Les déclarations de l'artiste sur ce thème de la sexualité varieront au fil du temps. En 1995, celui qui se disait "omnisexuel" confiait au magazine Penthouse : "J'ai été gay toute ma vie et je sais que Dieu est un Dieu d'amour, pas de haine."  En 2012, il déclarait au magazine GQ : "Nous sommes tous à la fois homme et femme. Le sexe, pour moi, est comme un buffet. Tout ce qui me tente, je le prends." Mais fin 2017, il déclarait, sur une chaîne de télévision religieuse de l'Illinois, l'homosexualité "contraire à la nature".

Dans sa biographie, Little Richard expliquait qu'il voyait le rock, ce genre dont il était le pionnier, comme "une musique démoniaque". Il a été l'un des premiers artistes à être introduits en 1986 au Rock and Roll Hall of Fame, le panthéon américain du rock et de la culture populaire, aux côtés d'autres fondateurs du genre comme Elvis Presley ou Jerry Lee Lewis.
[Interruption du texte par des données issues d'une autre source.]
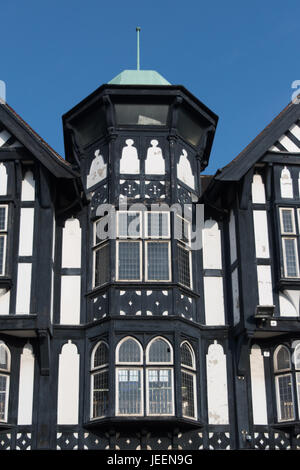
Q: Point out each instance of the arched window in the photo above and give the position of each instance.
(4, 380)
(159, 379)
(99, 378)
(129, 379)
(284, 384)
(188, 381)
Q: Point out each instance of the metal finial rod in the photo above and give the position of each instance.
(138, 48)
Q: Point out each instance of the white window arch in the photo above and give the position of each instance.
(188, 381)
(129, 379)
(99, 380)
(5, 361)
(159, 378)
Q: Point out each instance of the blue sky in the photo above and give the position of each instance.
(239, 58)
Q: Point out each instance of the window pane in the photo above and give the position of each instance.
(129, 224)
(3, 358)
(160, 391)
(158, 224)
(129, 391)
(186, 355)
(287, 221)
(102, 265)
(290, 253)
(187, 391)
(2, 218)
(129, 261)
(159, 351)
(100, 394)
(158, 261)
(101, 355)
(282, 359)
(189, 127)
(3, 396)
(184, 276)
(129, 351)
(141, 114)
(285, 396)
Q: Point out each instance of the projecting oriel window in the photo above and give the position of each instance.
(99, 381)
(143, 250)
(188, 381)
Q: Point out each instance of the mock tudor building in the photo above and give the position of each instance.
(144, 341)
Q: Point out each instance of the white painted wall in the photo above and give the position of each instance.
(265, 291)
(155, 163)
(129, 162)
(286, 184)
(4, 301)
(235, 296)
(258, 190)
(70, 300)
(217, 392)
(68, 385)
(71, 244)
(3, 180)
(258, 386)
(26, 231)
(26, 384)
(289, 301)
(261, 234)
(28, 187)
(214, 301)
(232, 237)
(184, 170)
(23, 288)
(211, 239)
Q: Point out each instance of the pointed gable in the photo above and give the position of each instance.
(282, 135)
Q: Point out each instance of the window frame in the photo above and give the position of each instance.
(103, 368)
(4, 234)
(6, 373)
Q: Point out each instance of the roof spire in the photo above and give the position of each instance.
(138, 48)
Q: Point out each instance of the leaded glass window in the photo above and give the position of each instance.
(99, 376)
(4, 380)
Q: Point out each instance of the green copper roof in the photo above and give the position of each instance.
(139, 77)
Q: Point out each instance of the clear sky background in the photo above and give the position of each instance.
(240, 58)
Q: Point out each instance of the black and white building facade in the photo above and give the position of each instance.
(140, 341)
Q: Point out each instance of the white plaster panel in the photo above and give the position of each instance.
(235, 296)
(265, 291)
(258, 386)
(184, 170)
(71, 245)
(211, 239)
(129, 162)
(4, 301)
(155, 163)
(3, 180)
(26, 231)
(28, 187)
(217, 392)
(68, 385)
(26, 384)
(23, 288)
(70, 300)
(261, 234)
(258, 190)
(98, 170)
(232, 237)
(214, 301)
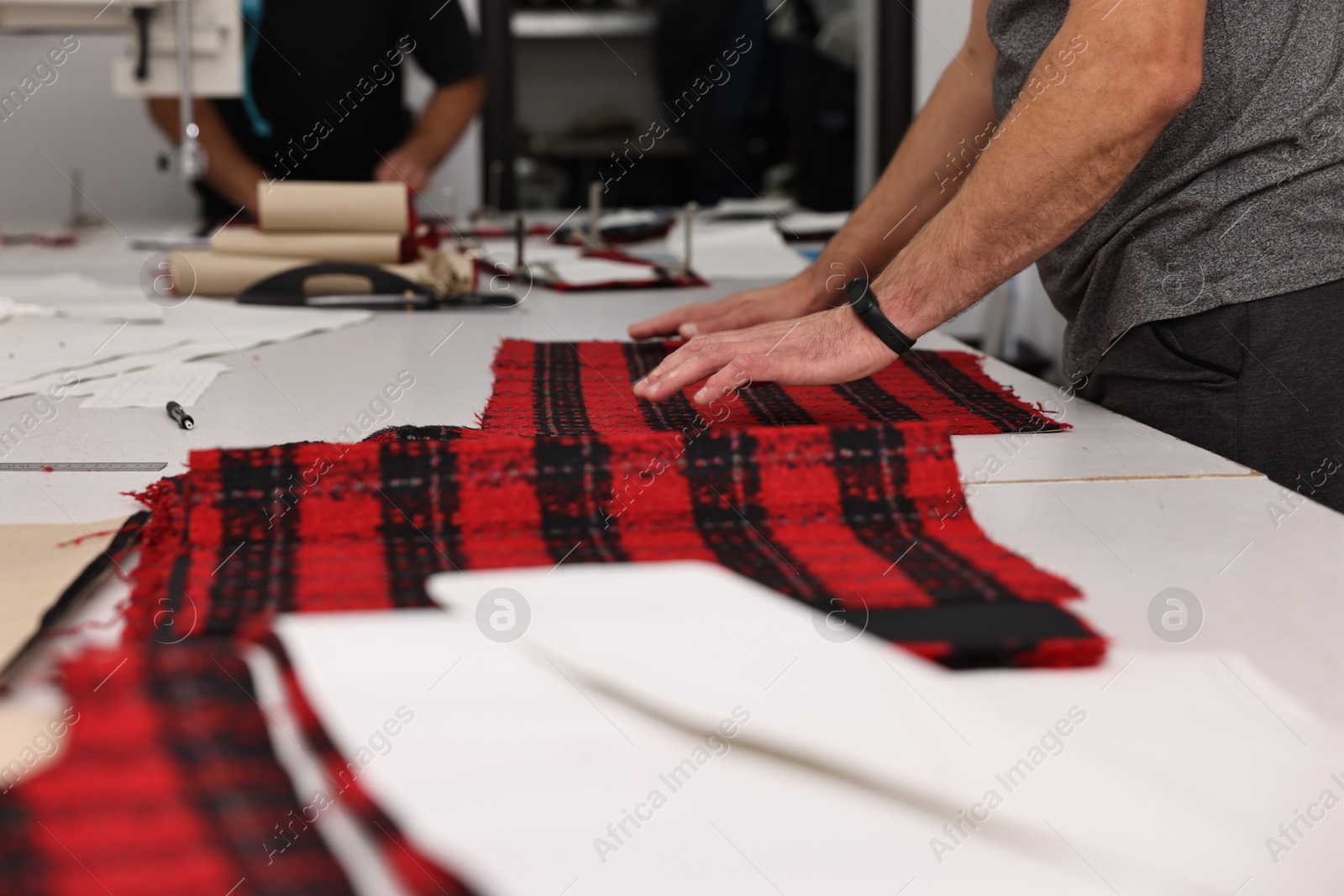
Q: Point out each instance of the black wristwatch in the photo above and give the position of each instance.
(866, 307)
Pluie d'hommages, de Paul McCartney à Halle Berry

Sa musique a inspiré des artistes légendaires comme les Beatles (qui l'ont un temps accompagné en concert), David Bowie, Elton John ou les Rolling Stones, qui n'ont pas manqué de lui rendre hommage tout au long de leur carrière. David Bowie avait expliqué avoir été fasciné par Little Richard en le voyant jouer dans un film à l'âge de sept ans. "Sans lui, je n'aurais pas fait de la musique", avait-il dit.

Paul McCartney et Ringo Starr ont rendu hommage à leur héros de jeunesse sur les réseaux sociaux. "Dieu bénisse Little Richard l'un de mes héros musicaux de tous les temps", a posté samedi l'ex-batteur des Beatles sur Instagram. Dimanche, Paul McCartney a rendu un hommage plein de sincérité au rocker américain : "Little Richard a surgi dans ma vie avec ses cris lorsque j'étais adolescent. Je dois en grande partie à Little Richard, et à son style, ce que je suis devenu, et il le savait. Il disait : 'J'ai appris à Paul tout ce qu'il sait.' Et je devais admettre qu'il avait raison."
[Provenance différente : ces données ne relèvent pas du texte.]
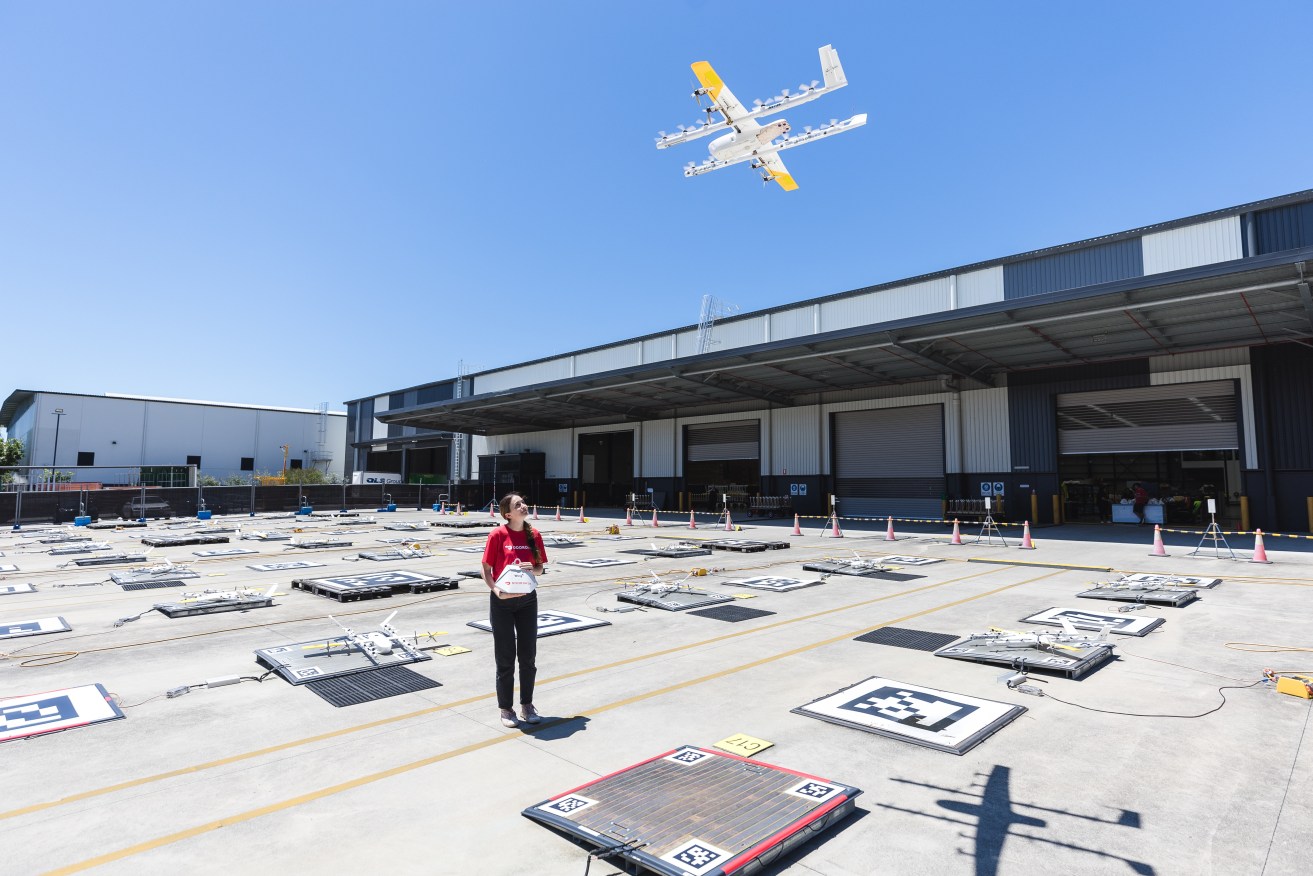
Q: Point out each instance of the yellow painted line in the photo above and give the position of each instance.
(150, 845)
(470, 700)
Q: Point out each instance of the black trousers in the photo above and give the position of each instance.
(515, 633)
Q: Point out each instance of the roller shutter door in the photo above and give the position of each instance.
(890, 461)
(737, 440)
(1174, 416)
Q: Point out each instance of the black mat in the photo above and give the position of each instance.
(152, 585)
(917, 640)
(731, 613)
(366, 687)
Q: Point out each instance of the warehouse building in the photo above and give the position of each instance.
(86, 436)
(1175, 355)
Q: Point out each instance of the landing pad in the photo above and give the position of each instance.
(1081, 619)
(675, 600)
(746, 545)
(552, 623)
(40, 627)
(774, 585)
(284, 566)
(374, 585)
(596, 562)
(1175, 581)
(109, 560)
(697, 812)
(225, 552)
(1150, 594)
(175, 577)
(177, 541)
(36, 713)
(330, 657)
(858, 570)
(925, 716)
(214, 603)
(1073, 658)
(674, 552)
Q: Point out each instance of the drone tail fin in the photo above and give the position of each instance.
(831, 68)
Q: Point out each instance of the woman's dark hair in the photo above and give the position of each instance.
(504, 507)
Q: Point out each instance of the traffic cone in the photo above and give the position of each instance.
(1026, 537)
(1259, 550)
(1158, 549)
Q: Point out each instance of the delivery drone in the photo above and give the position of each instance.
(746, 139)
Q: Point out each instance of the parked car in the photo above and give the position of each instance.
(151, 507)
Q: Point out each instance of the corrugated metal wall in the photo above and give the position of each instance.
(523, 376)
(980, 286)
(558, 445)
(658, 350)
(796, 445)
(659, 453)
(1086, 267)
(1242, 373)
(1194, 244)
(608, 359)
(888, 304)
(1032, 415)
(793, 323)
(985, 431)
(1286, 227)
Le cinéaste Spike Lee a posté samedi sur Twitter, en hommage à "l'un des vrais créateurs du rock and roll", une publicité de 1991 dans laquelle il dirigeait le rocker et le basketteur Michael Jordan.
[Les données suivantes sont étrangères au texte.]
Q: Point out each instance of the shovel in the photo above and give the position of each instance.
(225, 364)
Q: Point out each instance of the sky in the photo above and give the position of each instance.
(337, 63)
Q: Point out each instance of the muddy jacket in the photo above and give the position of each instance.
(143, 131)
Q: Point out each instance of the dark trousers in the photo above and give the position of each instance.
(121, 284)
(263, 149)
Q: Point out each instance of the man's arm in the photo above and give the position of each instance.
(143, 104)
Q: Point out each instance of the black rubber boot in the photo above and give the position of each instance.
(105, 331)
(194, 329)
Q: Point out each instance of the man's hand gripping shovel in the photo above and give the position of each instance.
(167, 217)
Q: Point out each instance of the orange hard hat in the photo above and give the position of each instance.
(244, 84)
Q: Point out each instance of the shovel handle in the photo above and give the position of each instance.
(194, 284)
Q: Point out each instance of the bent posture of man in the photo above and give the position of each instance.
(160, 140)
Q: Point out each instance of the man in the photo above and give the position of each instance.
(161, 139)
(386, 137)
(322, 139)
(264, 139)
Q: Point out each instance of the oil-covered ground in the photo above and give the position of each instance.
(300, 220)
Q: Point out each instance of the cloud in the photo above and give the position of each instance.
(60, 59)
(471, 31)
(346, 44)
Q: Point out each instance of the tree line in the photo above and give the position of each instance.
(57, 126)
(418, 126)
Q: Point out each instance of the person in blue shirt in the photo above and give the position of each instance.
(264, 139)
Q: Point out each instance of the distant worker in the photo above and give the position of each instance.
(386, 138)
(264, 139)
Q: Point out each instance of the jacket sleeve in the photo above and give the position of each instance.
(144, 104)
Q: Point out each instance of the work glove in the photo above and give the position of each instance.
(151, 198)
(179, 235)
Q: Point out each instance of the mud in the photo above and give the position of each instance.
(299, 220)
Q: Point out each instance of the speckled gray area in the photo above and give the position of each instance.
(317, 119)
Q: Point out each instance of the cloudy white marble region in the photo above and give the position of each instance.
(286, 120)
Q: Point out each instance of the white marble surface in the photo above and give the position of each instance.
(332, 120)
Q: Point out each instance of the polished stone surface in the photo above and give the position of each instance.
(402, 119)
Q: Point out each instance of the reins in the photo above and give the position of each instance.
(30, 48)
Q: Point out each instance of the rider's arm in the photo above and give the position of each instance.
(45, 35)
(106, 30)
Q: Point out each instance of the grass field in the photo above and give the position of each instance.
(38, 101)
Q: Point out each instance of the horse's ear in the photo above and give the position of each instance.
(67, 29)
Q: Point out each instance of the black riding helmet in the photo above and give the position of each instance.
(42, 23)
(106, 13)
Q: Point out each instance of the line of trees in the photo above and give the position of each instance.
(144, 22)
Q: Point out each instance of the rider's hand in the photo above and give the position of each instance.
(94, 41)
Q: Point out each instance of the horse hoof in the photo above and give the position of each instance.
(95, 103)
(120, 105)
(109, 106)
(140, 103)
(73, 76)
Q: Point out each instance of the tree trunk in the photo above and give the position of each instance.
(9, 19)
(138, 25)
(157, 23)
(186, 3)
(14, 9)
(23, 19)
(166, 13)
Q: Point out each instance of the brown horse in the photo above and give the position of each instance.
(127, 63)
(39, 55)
Bob Dylan a rendu hommage samedi soir, via les réseaux sociaux, à Little Richard : "Il était mon étoile brillante, la lumière qui m'a guidé quand j'étais petit. C'est l'esprit original qui m'a poussé à faire tout ce que j'ai fait. J'ai fait des spectacles avec lui au début des années 90. Il était toujours toujours généreux, gentil et humble. Et en tant que musicien et performeur, toujours de la dynamite, on pouvait toujours s'appuyer totalement sur lui. En sa présence, (...) je me sentais le même petit garçon qui l'admirait autrefois (...) C'est comme une partie de votre vie qui s'en va."


Mick Jagger, chanteur des Rolling Stones, s'est dit samedi "tellement attristé" par la disparition de Little Richard, "la plus grande inspiration du début de son adolescence". "Quand vous jouez sa musique aujourd'hui, elle a toujours la même énergie crue, électrique, qu'elle avait quand elle a surgi au milieu des années 50 (...) Tu vas me manquer, Richard." 



L'actrice Halle Berry a posté sur Twitter une séquence ineffable, avec Little Richard dans son propre rôle, extraite du film Why Do Fools Fall in Love (Gregory Nava, 1998). Tout en auto-dérision, mais en lançant au passage : "Je suis le novateur, l'émancipateur, j'ai tout conçu, façonné (...), alors l'homme blanc l'a volé. Il a tout pris." La tirade, assénée devant une Cour de justice, s'achève sur une allusion homosexuelle qui choque l'auditoire...


Jimmy Page, l'illustre guitariste de Led Zeppelin, a salué samedi sur Facebook "une bien triste perte". "Ce sont les morceaux de Little Richard qui ont façonné le rock and roll."



Nile Rodgers, du groupe funk-pop Chic, a lui évoqué sur les réseaux sociaux "la perte d'un géant, réellement".